Quinze jours déjà qu’une nouvelle majorité municipale s’est installée au Palais Rohan pour pendre les rênes de la ville de Bordeaux.
Quinze jours déjà que le temps s’est ralenti : je suis passé brutalement du rôle d’acteur à celui de spectateur, mais un « spectateur engagé » pour reprendre le titre d’un livre d’entretiens de Raymond Aron qui ne me quitte jamais.
Quinze jours durant lesquels j’ai vu des scènes et ressenti des émotions que je souhaite partager avec vous.

D’abord il a fallu vider le bureau que j’occupais à la mairie. Je ne dis pas « mon bureau », je n’ai jamais trop utilisé cette formule car une collectivité n’appartient pas aux élus qui la gouvernent temporairement. Nous sommes de passage. En quelques heures, c’était fait. Car malgré douze années à occuper un bureau municipal, je m’étais toujours gardé de trop « m’installer » pour ne pas me croire chez moi.

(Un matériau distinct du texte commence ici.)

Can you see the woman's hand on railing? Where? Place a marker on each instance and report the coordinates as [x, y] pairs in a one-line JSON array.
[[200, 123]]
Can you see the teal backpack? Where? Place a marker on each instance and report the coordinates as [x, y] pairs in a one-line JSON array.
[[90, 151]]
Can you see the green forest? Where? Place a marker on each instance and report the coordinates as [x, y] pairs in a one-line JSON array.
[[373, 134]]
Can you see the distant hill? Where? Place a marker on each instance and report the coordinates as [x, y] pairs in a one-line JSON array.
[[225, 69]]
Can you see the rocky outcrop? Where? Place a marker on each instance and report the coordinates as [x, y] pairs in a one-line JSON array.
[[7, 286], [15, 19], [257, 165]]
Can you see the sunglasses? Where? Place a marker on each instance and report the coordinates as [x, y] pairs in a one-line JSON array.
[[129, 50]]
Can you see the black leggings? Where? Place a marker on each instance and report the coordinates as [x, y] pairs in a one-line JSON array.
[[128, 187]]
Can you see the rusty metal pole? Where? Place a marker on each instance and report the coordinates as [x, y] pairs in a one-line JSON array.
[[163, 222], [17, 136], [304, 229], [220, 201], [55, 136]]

Préparer son départ et faire ses cartons, c’est croiser et recroiser les regards tristes et parfois humides des dizaines de collaborateurs avec lesquels nous avions naturellement tissé des liens de confiance et parfois d’amitié. Quelques heures après la défaite, il faut savoir trouver des mots réconfortants pour les autres alors qu’on les cherche encore pour soi-même.

Jeudi soir, après la défaite, j’ai jeté un dernier regard sur ces espaces si familiers, j’ai embrassé une dernière fois mes collaborateurs puis j’ai descendu le grand escalier du palais Rohan en sachant que demain s’écrirait une nouvelle page de mon engagement pour Bordeaux.

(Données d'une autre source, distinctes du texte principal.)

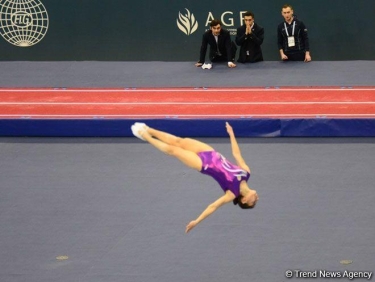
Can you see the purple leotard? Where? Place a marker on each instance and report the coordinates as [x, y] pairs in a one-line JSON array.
[[228, 175]]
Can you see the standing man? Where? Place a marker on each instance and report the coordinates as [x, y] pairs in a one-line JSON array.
[[250, 36], [292, 37], [222, 49]]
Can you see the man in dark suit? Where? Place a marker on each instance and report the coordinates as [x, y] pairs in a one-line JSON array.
[[250, 36], [222, 49]]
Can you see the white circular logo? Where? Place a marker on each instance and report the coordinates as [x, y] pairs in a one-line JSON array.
[[23, 22]]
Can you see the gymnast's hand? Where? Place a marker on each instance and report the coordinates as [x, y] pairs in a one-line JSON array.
[[229, 128], [191, 225]]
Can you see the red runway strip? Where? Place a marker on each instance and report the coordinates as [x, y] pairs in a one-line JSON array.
[[188, 103]]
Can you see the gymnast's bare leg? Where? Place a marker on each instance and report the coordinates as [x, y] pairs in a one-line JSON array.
[[184, 149]]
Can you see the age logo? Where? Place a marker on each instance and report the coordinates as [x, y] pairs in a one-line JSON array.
[[23, 23], [187, 23]]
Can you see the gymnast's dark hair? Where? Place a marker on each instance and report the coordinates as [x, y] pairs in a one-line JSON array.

Le défaite acceptée, il faut savoir savourer quelques moments heureux : des cadeaux inattendus en guise de remerciements, des temps de travail studieux avec les collègues de l’opposition autour de Nicolas Florian pour évoquer l’avenir, des centaines de messages chaleureux et touchant reçus d’habitants et d’acteurs culturels qui regrettent votre départ… Et puis s’asseoir seul à la terrasse d’un café pour regarder Bordeaux et se dire tout simplement : non, tout cela n’est pas terminé. Les 25 000 citoyens qui ont voté pour nous doivent être entendus.

Le premier Conseil Municipal consacré à l’élection du Maire a été particulièrement traumatisant. Plusieurs élus de notre groupe ont été hués par le public, sans qu’aucune réprobation ne soit exprimée par la nouvelle équipe municipale visiblement débordée par l’ampleur du phénomène. Du jamais vu.
Au Conseil Municipal suivant, le nouveau maire rappellera les règles mais le mal était fait. Dans l’enceinte d’une assemblée démocratiquement élue, chacun est légitime et doit être respecté pour ce qu’il représente.

L’élection des adjoints fut pour moi l’occasion d’une première intervention sous forme d’étonnement : aucun adjoint au maire ne sera chargé du Patrimoine. Dans une municipalité comme Bordeaux, labellisée ville d’art et d’histoire, classée au patrimoine mondial de l’UNESCO et qui compte le plus grand nombre de monuments historiques en province, cette absence est une grave incongruité qui m’inquiète pour l’avenir et qui j’espère sera corrigée. Aucun adjoint non plus pour les ressources humaines, la propreté, la politique de la ville, les mobilités… en revanche « la gouvernance par l’intelligence collective » trouve étonnement sa place dans une délégation d’adjoint… Une appellation du nouveau monde sans doute.

Parmi les maigres responsabilités auxquelles peut prétendre un élu d’opposition, j’ai souhaité continuer de siéger au Conseil d’Administration de l’Opéra National, une institution majeure que la nouvelle équipe souhaite mettre au « vert » et transférer à la Métropole. Orage en vue. Je veillerai à préserver cette maison et les artistes, techniciens et agents qui la font vivre. Des changements sont sans doute souhaitables, j’en ai réalisé certains et beaucoup sont sur les rails. Mais gardons-nous de vouloir faire table-rase d’une institution deux fois centenaire qui accueille plus de 200 000 spectateurs par an (dont 50 000 enfants), et qui est le plus gros employeur artistique de notre région.

Les jours qui viennent me permettront de revenir vers vous puisqu’un nouveau Conseil Municipal et deux Conseils de Bordeaux Métropole devront se réunir. Un mois de juillet somme toute assez studieux.